Bella non commentò e le parole di Evan sprofondarono lentamente nel buio, insieme ai loro sguardi, fino a quando due sagome indistinte si affacciarono in fondo al sentiero, muovendosi nella direzione in cui si trovavano.

“Pensi tu a farci sparire?”.

“Certo” rispose Evan “In ogni caso, per quanto possa interessarti, pare che Malfoy abbia messo le mani su Cissy. E non simbolicamente”.

Bella registrò l’informazione senza battere ciglio, il volto in parte nascosto dal grande cappuccio del mantello, tesa come una corda di violino. Le sembrava di doversi spezzare da un momento all’altro, come una lastra di vetro scheggiata.

“Compagni…”.

Il saluto di Dolohov fu poco più che un grugnito, mentre Mulciber si limitò a un sorriso delirante. Dopo un paio di rapidi convenevoli, Evan applicò l’Incantesimo a tutti, prima di superare il cancello. Oltrepassarono il giardino abbandonato a ranghi serrati e, nella quiete morente del luogo, Bella poté registrare ogni dettaglio di quel momento; il respiro eccitato di Terence incollato a una tempia, l’odore stantio di Antonin e il fianco sinistro di suo cugino che la sfiorava delicatamente, come avrebbero fatto le sue parole melliflue dirette all’Oscuro Signore, di lì a poco. Stavano andando incontro al loro destino, oltre l’uscio marcio che proteggeva l’ingresso ovest, su per le scale sfondate che poche altre volte avevano risalito e mai per un evento tanto straordinario. All’ultimo, Evan le strinse un polso come per farle coraggio e Bella non trovò la forza di divincolarsi.

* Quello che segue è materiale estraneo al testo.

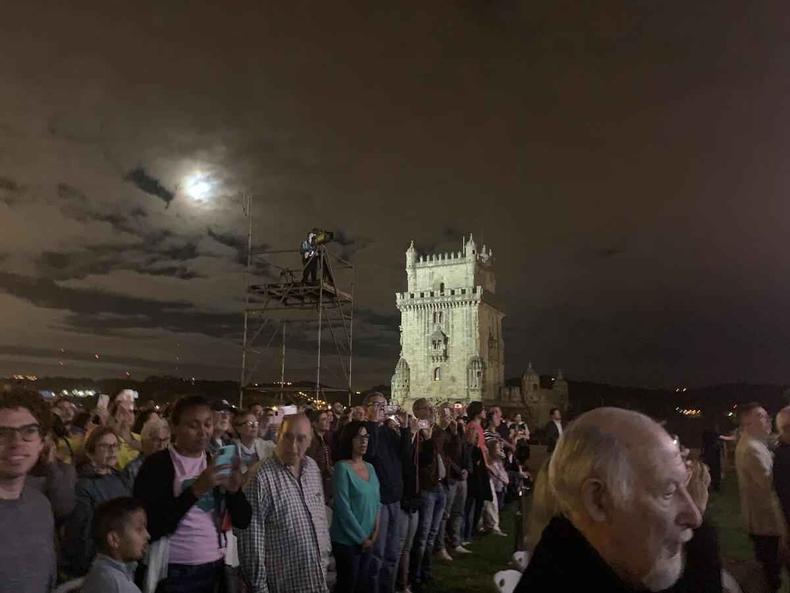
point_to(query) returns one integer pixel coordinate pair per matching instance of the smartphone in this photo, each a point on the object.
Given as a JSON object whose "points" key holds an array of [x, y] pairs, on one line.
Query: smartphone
{"points": [[225, 456]]}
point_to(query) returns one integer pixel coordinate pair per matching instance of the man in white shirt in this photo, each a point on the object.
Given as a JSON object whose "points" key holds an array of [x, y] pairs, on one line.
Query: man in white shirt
{"points": [[759, 504], [553, 429]]}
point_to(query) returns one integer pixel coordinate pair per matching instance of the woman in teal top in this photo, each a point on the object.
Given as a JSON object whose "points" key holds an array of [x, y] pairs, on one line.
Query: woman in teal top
{"points": [[355, 522]]}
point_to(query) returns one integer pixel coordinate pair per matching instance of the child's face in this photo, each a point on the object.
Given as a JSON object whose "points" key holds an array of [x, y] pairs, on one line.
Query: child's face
{"points": [[135, 537]]}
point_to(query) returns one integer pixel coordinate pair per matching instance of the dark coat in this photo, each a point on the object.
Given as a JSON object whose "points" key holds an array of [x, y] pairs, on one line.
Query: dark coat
{"points": [[479, 483], [386, 452], [429, 451], [564, 562], [154, 487], [782, 477], [703, 562], [92, 489], [552, 435]]}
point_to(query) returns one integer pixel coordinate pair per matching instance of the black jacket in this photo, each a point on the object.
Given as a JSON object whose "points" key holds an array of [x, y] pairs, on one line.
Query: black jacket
{"points": [[458, 453], [386, 451], [92, 489], [564, 562], [703, 563], [552, 435], [154, 487], [782, 477]]}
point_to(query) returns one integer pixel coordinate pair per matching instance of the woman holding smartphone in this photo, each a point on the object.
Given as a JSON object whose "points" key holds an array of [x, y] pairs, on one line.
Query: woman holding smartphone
{"points": [[355, 522], [189, 497]]}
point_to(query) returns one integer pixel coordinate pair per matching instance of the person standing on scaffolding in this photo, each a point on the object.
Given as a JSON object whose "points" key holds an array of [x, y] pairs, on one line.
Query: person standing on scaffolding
{"points": [[312, 254]]}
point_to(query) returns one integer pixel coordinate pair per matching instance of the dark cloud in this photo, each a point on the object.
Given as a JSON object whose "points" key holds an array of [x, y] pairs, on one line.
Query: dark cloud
{"points": [[140, 178], [383, 321], [84, 358], [609, 252], [589, 144], [101, 312], [350, 246], [68, 192]]}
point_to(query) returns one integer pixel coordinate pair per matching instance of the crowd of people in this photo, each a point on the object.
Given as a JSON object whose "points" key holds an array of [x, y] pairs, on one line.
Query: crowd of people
{"points": [[203, 497]]}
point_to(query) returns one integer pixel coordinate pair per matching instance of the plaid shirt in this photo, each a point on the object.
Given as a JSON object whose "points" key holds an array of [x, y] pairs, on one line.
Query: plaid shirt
{"points": [[282, 550]]}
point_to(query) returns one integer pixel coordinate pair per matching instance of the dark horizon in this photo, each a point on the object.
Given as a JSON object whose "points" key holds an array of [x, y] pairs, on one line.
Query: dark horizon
{"points": [[624, 161]]}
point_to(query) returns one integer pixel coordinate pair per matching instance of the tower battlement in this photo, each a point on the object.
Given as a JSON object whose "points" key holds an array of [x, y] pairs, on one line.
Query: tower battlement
{"points": [[451, 327], [451, 270]]}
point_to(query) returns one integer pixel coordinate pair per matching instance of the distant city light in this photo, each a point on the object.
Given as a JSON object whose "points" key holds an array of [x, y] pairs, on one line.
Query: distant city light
{"points": [[199, 186]]}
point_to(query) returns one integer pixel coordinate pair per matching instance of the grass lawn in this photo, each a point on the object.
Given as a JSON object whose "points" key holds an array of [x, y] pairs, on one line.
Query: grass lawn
{"points": [[475, 572], [724, 510]]}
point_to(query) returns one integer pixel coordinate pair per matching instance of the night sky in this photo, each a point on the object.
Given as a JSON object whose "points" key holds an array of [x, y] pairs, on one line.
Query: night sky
{"points": [[625, 160]]}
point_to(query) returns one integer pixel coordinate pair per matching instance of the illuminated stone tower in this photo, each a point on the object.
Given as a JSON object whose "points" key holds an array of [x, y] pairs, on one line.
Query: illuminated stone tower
{"points": [[451, 328]]}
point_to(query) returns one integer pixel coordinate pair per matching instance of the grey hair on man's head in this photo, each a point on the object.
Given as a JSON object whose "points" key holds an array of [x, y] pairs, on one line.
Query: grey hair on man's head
{"points": [[152, 427], [601, 444], [783, 419]]}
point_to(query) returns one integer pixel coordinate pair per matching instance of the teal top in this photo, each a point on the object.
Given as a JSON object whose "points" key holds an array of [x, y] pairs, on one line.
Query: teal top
{"points": [[356, 505]]}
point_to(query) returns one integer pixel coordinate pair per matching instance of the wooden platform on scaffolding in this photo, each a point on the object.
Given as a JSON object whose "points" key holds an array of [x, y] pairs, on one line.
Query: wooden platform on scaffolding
{"points": [[295, 296]]}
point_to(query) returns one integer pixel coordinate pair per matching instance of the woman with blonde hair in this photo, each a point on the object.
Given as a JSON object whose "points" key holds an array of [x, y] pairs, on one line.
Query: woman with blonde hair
{"points": [[98, 481], [121, 420]]}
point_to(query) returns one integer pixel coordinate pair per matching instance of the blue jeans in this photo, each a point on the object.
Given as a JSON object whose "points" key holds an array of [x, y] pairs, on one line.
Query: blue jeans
{"points": [[386, 550], [351, 563], [474, 508], [452, 518], [409, 520], [188, 578], [431, 509]]}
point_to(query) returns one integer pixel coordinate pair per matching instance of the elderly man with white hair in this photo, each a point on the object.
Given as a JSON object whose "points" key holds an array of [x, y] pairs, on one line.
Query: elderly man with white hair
{"points": [[154, 436], [626, 513]]}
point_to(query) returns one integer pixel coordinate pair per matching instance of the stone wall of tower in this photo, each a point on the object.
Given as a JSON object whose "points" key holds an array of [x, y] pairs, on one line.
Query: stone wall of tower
{"points": [[451, 330]]}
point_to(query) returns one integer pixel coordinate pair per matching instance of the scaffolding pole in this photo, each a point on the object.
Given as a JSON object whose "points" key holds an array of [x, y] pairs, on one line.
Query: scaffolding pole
{"points": [[291, 299]]}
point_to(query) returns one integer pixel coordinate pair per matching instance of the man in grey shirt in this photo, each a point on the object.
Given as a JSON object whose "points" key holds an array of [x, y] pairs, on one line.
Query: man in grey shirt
{"points": [[120, 532], [27, 564]]}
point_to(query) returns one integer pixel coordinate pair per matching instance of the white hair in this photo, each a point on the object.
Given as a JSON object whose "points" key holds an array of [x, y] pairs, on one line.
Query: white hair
{"points": [[152, 427], [783, 419], [597, 446]]}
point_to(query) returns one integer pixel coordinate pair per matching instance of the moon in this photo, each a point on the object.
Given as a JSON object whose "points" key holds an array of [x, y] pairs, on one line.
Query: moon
{"points": [[199, 186]]}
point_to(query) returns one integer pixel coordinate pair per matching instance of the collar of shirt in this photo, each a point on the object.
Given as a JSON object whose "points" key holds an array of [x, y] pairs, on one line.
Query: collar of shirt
{"points": [[287, 468], [126, 568]]}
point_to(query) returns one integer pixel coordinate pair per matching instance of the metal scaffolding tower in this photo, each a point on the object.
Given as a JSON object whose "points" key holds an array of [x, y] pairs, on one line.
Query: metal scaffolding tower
{"points": [[285, 300]]}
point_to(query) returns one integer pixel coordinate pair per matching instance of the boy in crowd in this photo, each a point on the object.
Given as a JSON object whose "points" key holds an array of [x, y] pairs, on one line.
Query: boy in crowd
{"points": [[27, 564], [120, 532]]}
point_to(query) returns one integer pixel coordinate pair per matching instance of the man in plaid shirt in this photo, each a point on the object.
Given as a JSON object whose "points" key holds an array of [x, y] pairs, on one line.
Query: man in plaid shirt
{"points": [[286, 546]]}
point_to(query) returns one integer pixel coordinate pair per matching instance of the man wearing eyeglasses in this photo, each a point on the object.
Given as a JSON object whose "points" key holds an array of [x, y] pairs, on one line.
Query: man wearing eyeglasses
{"points": [[386, 452], [27, 566]]}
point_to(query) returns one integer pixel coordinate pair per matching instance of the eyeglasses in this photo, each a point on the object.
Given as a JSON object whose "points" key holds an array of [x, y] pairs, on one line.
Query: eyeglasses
{"points": [[29, 432]]}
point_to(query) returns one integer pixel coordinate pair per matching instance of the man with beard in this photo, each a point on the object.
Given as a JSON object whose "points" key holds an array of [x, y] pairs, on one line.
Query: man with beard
{"points": [[27, 564], [621, 486]]}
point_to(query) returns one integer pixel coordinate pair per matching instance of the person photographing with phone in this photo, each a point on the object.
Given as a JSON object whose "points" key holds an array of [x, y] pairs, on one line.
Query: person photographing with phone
{"points": [[386, 452], [191, 499]]}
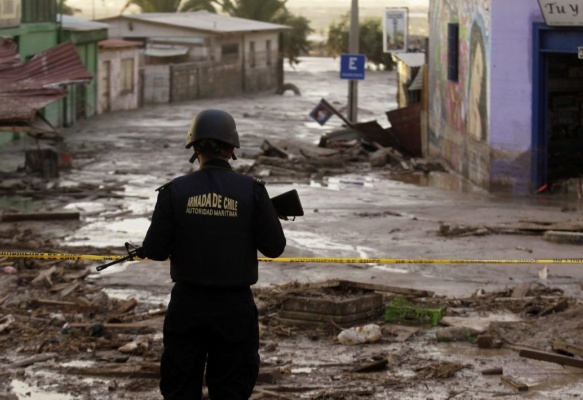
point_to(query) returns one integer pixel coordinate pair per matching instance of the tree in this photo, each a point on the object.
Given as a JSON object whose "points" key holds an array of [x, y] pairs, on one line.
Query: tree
{"points": [[294, 41], [153, 5], [370, 41], [66, 9]]}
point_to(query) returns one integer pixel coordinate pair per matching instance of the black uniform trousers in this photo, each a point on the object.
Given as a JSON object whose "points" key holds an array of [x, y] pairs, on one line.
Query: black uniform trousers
{"points": [[216, 327]]}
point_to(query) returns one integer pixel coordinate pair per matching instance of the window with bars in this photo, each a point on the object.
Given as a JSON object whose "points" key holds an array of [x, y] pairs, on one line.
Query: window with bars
{"points": [[452, 51], [127, 75], [252, 54]]}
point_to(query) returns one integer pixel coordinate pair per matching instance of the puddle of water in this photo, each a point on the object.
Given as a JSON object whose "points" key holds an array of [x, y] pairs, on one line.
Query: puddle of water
{"points": [[442, 180], [142, 296], [25, 391], [19, 203], [110, 233], [323, 246]]}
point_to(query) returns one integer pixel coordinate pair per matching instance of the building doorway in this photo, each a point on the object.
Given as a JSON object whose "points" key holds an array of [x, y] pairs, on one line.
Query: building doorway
{"points": [[557, 106]]}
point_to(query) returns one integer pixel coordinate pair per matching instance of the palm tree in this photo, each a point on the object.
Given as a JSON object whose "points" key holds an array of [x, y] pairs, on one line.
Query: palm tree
{"points": [[153, 5], [294, 41], [67, 9]]}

Lui attendeva di spalle, affacciato alla vetrata infranta che si affacciava sul villaggio, in un mosaico di occhi di cristallo aperti, là dove il tempo era stato misericordioso, e chiusi, dove invece il ticchettio degli orologi aveva sbriciolato ogni cosa. Un quadrato di quattro compagni già li attendeva e, dopo il consueto inchino indirizzato a Lui e solo a Lui, si unirono agli altri. Bella riconobbe un occhio di Lucius, una pietra dura conficcata nella metà del volto illuminata dall’unica candela che rischiarava la stanza, e fu certa che Rodolphus era lì, perché era stata lei stessa a pregare Malfoy di occuparsi dei Lestrange. In compenso, aveva dovuto prendere con sé Mulciber, che in pochi tolleravano.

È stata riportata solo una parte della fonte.